Depuis près de trois ans, des habitants de la place Anatole-France à Saint-Étienne n'en peuvent plus des crissements des rames de tram. Excédés par cette situation inconfortable, ils ont décidé de se rassembler au sein d'un collectif qui compte déjà une centaine de membres.
"Ce crissement est insupportable, il nous empoisonne la vie !" déplorent ces habitants, un sentiment que partage Le Progrès.
Malgré leurs efforts, comme le remplacement de fenêtres et l'isolation des murs, le bruit persiste dès 4 heures du matin et ne cesse tout au long de la journée.
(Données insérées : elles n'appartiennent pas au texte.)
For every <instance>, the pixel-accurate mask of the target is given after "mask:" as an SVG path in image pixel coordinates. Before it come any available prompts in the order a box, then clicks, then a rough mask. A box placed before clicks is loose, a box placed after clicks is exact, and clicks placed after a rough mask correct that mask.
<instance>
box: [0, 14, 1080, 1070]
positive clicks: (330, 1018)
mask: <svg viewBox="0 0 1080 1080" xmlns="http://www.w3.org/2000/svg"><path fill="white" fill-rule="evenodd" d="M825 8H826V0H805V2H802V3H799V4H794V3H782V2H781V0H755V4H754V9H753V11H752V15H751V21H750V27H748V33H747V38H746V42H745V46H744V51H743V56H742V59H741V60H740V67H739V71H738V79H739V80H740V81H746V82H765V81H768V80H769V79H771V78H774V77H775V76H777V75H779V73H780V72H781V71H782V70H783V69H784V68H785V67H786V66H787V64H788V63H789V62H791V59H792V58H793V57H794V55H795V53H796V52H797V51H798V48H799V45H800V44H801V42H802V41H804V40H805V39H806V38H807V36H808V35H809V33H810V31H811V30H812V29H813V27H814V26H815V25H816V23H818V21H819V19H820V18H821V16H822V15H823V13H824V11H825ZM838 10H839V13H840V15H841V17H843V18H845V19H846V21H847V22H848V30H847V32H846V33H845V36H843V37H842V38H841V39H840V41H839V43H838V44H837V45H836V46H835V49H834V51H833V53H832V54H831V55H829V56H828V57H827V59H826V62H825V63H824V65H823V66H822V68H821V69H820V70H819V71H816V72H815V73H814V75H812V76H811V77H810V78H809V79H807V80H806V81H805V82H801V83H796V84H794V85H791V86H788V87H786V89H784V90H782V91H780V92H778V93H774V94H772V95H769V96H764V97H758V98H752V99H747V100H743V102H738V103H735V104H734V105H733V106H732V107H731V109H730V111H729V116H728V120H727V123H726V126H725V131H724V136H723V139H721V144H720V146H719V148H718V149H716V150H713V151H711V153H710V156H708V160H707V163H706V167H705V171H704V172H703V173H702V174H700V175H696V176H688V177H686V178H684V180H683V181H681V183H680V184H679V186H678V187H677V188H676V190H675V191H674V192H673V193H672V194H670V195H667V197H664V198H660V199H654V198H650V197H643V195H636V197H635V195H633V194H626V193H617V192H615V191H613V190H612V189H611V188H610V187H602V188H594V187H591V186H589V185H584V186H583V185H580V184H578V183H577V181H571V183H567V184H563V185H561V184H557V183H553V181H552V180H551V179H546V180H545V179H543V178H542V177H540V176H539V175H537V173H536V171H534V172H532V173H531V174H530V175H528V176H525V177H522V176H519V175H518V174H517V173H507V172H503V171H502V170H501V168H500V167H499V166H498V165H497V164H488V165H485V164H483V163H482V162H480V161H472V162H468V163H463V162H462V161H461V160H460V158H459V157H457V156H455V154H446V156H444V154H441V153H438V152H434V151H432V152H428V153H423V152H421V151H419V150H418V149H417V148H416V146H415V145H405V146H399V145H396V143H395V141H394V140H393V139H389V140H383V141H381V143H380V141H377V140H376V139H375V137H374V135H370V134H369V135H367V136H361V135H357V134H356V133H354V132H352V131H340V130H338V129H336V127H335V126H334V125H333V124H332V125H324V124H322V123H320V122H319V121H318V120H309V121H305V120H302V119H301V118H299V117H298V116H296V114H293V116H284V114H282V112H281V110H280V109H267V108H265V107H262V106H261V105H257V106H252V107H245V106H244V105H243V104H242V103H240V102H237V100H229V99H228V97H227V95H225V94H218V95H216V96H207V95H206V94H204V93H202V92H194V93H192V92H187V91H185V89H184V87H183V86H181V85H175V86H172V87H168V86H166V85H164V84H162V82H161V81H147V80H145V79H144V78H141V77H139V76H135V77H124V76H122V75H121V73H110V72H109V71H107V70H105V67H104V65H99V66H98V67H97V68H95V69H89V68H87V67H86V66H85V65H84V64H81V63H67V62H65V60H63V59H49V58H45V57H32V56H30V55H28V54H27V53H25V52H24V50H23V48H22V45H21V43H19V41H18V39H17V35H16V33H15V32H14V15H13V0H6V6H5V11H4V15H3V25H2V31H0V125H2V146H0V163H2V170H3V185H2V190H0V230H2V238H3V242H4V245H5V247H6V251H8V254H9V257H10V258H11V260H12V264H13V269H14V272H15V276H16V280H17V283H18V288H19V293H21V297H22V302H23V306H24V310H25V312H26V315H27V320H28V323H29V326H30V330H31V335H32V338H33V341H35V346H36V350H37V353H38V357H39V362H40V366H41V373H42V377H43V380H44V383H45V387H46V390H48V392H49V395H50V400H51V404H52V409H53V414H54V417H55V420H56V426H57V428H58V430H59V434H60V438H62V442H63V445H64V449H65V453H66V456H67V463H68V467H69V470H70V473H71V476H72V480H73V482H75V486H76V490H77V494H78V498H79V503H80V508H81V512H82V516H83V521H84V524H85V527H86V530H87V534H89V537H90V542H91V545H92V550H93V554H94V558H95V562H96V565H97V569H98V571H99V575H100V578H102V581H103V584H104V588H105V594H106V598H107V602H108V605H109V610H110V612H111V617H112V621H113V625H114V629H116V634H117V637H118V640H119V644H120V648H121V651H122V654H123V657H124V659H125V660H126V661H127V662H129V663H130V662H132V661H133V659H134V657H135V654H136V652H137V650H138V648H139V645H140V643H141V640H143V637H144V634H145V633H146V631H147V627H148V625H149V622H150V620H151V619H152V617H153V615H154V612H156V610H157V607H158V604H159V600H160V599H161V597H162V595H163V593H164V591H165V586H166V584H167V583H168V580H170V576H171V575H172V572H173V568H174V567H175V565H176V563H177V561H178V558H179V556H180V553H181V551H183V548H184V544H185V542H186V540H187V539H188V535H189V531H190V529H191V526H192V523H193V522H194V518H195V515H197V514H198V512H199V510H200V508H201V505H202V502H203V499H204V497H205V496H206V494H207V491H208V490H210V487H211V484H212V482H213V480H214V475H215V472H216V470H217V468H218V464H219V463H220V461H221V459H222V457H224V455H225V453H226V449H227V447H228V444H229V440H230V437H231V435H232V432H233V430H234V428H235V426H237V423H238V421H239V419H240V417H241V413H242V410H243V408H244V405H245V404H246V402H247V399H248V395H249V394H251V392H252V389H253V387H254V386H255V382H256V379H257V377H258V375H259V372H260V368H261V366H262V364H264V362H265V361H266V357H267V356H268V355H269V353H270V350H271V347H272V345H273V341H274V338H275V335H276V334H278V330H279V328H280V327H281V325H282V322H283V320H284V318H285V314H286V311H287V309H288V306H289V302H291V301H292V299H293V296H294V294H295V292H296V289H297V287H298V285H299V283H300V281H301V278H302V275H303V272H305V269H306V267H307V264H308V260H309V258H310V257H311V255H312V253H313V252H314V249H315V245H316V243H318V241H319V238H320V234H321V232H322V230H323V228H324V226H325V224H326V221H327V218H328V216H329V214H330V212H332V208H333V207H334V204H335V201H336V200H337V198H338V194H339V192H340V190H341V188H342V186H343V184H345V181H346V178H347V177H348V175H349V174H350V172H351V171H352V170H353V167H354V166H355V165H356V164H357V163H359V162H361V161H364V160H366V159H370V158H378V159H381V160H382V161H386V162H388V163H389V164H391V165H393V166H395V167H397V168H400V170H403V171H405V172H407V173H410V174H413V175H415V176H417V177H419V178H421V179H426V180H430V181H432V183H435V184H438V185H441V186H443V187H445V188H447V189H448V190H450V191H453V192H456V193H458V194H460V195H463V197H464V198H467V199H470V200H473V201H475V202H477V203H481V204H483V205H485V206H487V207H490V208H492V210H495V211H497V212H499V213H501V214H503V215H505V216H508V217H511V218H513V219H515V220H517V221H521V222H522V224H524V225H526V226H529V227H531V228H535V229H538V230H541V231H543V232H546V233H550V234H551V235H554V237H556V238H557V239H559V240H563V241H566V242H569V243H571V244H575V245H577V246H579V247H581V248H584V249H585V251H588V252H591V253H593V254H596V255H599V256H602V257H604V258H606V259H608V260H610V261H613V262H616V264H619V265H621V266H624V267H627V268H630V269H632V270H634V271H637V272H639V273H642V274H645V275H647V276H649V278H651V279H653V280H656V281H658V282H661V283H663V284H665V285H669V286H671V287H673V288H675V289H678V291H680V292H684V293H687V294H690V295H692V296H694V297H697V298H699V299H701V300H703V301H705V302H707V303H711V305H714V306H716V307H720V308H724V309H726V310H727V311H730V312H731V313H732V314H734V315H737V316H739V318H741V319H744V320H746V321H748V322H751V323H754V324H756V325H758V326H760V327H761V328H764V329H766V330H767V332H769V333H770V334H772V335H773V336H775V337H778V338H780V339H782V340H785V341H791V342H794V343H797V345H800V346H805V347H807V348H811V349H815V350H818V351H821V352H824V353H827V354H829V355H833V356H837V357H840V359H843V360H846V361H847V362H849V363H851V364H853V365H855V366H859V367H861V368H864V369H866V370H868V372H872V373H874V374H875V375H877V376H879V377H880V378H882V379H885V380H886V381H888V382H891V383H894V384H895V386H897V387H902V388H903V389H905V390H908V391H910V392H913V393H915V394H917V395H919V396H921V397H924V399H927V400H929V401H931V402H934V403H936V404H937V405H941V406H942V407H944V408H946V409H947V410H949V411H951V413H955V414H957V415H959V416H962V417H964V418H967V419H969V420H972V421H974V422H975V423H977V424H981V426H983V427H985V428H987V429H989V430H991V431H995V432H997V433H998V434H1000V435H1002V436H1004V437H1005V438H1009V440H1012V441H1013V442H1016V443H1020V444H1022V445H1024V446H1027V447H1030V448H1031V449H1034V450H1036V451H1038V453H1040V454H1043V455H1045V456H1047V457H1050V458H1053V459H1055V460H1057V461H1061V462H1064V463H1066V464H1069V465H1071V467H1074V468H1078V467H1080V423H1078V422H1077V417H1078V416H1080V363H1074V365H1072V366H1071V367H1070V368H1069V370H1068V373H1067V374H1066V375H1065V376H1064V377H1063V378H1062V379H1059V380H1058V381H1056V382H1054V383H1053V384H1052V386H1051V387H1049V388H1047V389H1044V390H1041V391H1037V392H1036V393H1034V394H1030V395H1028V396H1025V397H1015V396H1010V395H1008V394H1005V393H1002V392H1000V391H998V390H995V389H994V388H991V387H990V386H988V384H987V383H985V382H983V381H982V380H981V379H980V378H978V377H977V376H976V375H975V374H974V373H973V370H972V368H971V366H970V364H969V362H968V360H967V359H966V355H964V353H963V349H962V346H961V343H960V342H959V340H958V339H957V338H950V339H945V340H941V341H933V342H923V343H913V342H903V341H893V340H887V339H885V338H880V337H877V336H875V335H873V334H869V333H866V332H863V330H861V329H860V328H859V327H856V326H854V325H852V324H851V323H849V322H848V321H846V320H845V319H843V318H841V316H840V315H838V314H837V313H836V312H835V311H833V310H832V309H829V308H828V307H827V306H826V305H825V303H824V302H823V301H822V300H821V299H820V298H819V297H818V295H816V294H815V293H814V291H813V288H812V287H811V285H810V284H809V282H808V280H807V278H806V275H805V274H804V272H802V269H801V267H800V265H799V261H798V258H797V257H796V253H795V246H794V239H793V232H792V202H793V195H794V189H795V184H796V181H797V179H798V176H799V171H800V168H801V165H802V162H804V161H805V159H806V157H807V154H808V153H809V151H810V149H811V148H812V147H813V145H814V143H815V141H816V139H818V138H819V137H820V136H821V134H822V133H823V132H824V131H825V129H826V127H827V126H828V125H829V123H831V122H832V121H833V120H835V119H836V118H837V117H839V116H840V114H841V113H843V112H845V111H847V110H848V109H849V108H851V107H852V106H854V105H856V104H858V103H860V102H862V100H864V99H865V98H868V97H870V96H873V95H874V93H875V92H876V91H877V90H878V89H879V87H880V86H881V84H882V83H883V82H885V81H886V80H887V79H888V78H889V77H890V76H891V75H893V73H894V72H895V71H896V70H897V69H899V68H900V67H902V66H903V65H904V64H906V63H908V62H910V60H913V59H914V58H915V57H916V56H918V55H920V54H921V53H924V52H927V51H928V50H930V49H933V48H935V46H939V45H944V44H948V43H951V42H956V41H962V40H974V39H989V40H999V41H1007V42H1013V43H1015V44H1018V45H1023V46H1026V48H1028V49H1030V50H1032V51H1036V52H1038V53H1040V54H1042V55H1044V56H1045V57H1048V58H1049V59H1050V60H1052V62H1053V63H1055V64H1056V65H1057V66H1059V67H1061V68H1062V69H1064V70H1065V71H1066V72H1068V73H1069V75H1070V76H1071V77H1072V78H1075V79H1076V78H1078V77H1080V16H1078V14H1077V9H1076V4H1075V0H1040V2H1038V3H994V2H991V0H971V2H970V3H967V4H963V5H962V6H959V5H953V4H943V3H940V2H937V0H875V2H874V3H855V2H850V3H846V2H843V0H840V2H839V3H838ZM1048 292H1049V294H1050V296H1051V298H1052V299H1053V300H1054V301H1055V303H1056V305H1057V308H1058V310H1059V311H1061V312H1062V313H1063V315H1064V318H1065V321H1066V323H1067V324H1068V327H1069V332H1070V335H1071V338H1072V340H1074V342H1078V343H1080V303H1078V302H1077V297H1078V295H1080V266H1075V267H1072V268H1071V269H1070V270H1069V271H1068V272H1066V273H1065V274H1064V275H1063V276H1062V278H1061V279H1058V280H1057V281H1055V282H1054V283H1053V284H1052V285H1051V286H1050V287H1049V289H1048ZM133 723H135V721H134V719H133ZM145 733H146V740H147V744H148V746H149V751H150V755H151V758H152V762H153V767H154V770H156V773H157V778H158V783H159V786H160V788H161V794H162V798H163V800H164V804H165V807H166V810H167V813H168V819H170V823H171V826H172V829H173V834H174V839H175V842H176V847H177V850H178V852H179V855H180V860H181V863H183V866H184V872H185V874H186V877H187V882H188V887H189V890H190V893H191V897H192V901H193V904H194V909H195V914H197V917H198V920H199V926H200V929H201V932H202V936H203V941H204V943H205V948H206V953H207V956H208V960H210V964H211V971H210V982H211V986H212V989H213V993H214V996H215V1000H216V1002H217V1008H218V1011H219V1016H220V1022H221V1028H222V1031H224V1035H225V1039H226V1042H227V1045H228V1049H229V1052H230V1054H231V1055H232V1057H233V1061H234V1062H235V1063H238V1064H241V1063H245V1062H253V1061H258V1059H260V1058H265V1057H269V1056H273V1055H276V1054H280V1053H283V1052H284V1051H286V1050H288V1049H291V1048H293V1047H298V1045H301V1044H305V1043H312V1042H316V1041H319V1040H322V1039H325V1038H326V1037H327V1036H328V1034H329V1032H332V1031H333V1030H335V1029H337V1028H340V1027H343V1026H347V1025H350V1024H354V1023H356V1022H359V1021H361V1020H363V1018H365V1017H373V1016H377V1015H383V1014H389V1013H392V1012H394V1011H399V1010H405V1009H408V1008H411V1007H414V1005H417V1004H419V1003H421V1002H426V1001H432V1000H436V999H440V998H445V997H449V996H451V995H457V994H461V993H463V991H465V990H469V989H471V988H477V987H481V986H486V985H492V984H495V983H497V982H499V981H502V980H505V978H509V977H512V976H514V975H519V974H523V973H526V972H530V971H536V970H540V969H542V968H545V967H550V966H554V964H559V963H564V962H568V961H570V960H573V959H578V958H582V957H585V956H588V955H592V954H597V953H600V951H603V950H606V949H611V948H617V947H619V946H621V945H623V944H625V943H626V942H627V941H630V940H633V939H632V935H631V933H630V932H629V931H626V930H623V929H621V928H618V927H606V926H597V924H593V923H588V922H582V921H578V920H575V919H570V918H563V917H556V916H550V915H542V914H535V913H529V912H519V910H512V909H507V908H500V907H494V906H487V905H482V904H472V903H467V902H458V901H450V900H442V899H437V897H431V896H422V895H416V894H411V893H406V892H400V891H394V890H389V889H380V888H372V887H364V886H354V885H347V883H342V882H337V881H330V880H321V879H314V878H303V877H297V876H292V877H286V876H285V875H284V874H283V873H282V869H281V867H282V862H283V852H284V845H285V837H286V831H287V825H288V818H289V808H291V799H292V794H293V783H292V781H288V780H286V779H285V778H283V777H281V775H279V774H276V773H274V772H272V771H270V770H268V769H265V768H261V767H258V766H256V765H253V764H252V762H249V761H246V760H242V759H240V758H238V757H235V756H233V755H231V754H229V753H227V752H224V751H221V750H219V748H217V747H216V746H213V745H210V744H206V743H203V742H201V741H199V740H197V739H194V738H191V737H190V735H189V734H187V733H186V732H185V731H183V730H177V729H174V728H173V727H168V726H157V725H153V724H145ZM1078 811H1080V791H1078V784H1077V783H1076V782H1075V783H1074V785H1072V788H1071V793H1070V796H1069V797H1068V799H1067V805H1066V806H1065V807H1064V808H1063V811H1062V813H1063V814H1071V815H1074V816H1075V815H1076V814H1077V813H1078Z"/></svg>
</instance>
Face à cette nuisance, les habitants se sont récemment réunis pour créer un collectif, apposant des affiches sur la ligne T1 avec des messages appelant à "stop aux bruits du tram".
Entre consensus et possible solution
La Stas, l'organisme responsable des transports urbains dans la métropole, souhaite rassurer les riverains en affirmant qu'elles prennent des mesures pour atténuer ces nuisances sonores. Des travaux ont été effectués pour réduire le bruit causé par le frottement des roues sur les rails. Cependant, ces efforts sont jugés insuffisants par les riverains, qui proposent une meilleure lubrification des rails comme solution viable.
Les experts en urbanisme soulignent également que l'impact du bruit sur la santé est un problème de santé publique, renforçant ainsi la légitimité des préoccupations des habitants. En quête de solutions durables, les riverains espèrent que leur mouvement fera entendre leur voix et amplifiera les actions de la Stas pour un cadre de vie plus serein.